Minister Dissanayake though had no hesitation in acknowledging that Marija’s charges had the potential to take their wares to another level but stopped short of making pledges other than assure State patronage of the players.
“We have the talent for rugby in Sri Lanka. The government will do its maximum for the future and the game must go to the villages”, said Dissanayake.
For Sri Lankan rugby keepers the occasion was the perfect foil to impress Minister Dissanayake who two months ago sacked cricket officials over financial irregularities, political squabbles and conflict of interests.
In the case of rugby, its administration stands accused of causing the dismantling of the country’s oldest team CH and FC, enlisting foreign coaches who quit prematurely, failing to show any major development work and playing into the hands of the former President Mahinda Rajapaksa’s family that led to the shady conversion of two Fijians to wear the Sri Lanka jersey.

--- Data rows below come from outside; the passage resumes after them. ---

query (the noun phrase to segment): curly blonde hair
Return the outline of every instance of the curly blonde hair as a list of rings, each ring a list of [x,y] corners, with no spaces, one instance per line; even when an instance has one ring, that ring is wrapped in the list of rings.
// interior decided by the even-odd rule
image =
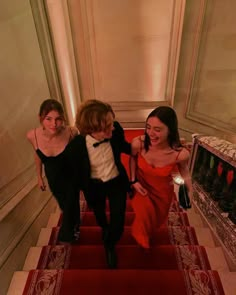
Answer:
[[[113,118],[115,118],[112,107],[106,102],[97,99],[83,102],[77,110],[75,121],[80,134],[87,135],[105,130],[108,113],[111,113]]]

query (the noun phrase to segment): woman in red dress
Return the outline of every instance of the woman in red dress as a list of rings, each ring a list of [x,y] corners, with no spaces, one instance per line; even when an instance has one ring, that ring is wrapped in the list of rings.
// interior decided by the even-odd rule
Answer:
[[[174,198],[172,175],[176,168],[191,199],[188,159],[189,152],[180,143],[175,111],[167,106],[154,109],[147,117],[145,134],[132,141],[130,159],[131,184],[135,191],[131,201],[135,212],[132,235],[143,248],[149,248],[155,231],[167,224]]]

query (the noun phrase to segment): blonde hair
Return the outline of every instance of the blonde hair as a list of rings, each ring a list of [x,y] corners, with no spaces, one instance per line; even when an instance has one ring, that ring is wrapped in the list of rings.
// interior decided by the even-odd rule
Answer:
[[[112,107],[108,103],[97,99],[83,102],[77,110],[75,121],[80,134],[87,135],[105,130],[108,113],[111,113],[115,118]]]

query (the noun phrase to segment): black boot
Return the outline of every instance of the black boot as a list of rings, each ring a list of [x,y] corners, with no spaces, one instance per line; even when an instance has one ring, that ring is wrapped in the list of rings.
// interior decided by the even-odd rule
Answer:
[[[106,251],[106,259],[107,259],[107,265],[110,269],[116,269],[117,268],[117,256],[115,247],[108,247],[105,245],[105,251]]]

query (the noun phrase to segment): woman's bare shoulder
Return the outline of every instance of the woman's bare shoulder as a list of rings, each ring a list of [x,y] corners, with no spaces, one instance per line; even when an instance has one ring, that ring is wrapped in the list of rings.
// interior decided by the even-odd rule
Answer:
[[[26,133],[26,138],[29,141],[32,141],[35,139],[35,135],[38,132],[39,128],[34,128],[34,129],[30,129],[27,133]]]
[[[27,131],[27,133],[26,133],[26,138],[27,138],[29,141],[31,141],[32,138],[33,138],[33,135],[34,135],[34,129],[31,129],[31,130]]]
[[[68,126],[68,131],[71,133],[72,138],[79,134],[79,131],[75,126]]]
[[[26,138],[34,147],[36,146],[37,133],[39,133],[39,128],[31,129],[26,133]]]
[[[189,151],[185,147],[181,148],[181,150],[179,151],[178,162],[188,161],[189,156]]]

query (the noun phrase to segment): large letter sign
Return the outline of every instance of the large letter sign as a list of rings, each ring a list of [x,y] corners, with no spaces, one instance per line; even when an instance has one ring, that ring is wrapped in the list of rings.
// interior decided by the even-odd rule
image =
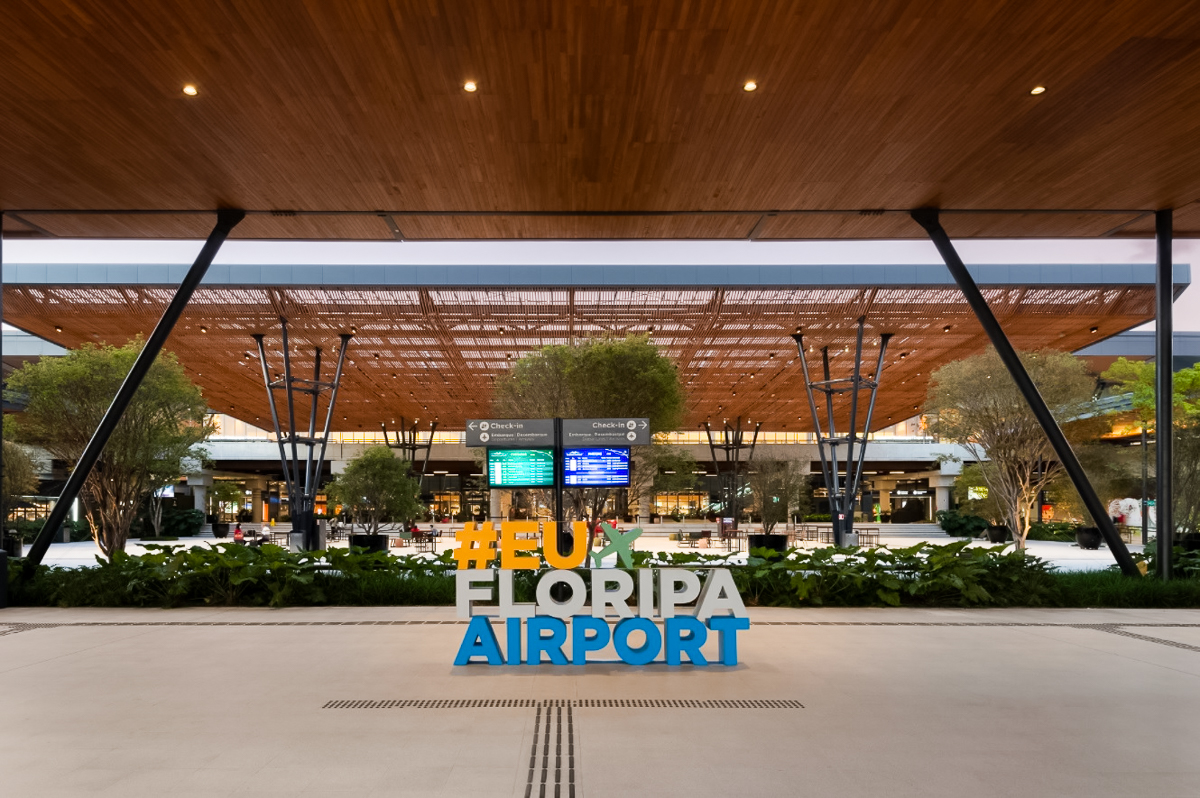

Rugby chief Asanga Seneviratne legally cannot function for another term unless Dissanayake decides to shift the goal posts and allow him and his band to continue.
But Seneviratne while paying a wholehearted tribute to the team and congratulating the players several of whom made their maiden international appearance, claimed that it was the absence of a state-of-the-art apparatus, only possible through government funding, and not bungling by his administration that has failed to put Sri Lanka on par with Asian giants Japan, South Korea and Hong Kong.
“To challenge teams like Hong Kong and South Korea we need government support. Sri Lanka has no facilities like scientific training. I have tried my best to take rugby to this level”, Seneviratne said.
He has re-enlisted Johan Taylor, a South African, as coach for a new four-year term.
Two years ago Sri Lanka qualified to meet Japan, South Korea and Hong Kong but stood very little chance to be in the elite league.
At last year’s Asian Top Five Nations tournament Sri Lanka were thrashed by a monumental 132-10 by Japan, 41-10 by Hong Kong and 59-3 by South Korea to be dumped into the 2015 Asian Five Nations Division One tournament along with Singapore, Kazakhstan and the Philippines.
By beating the Philippines and Kazakhstan last week, Sri Lanka only earned a place once again into the Top Five Asian Nations category to face Japan, South Korea and Hong Kong in 2016, the winner of which will be the real Asian champions.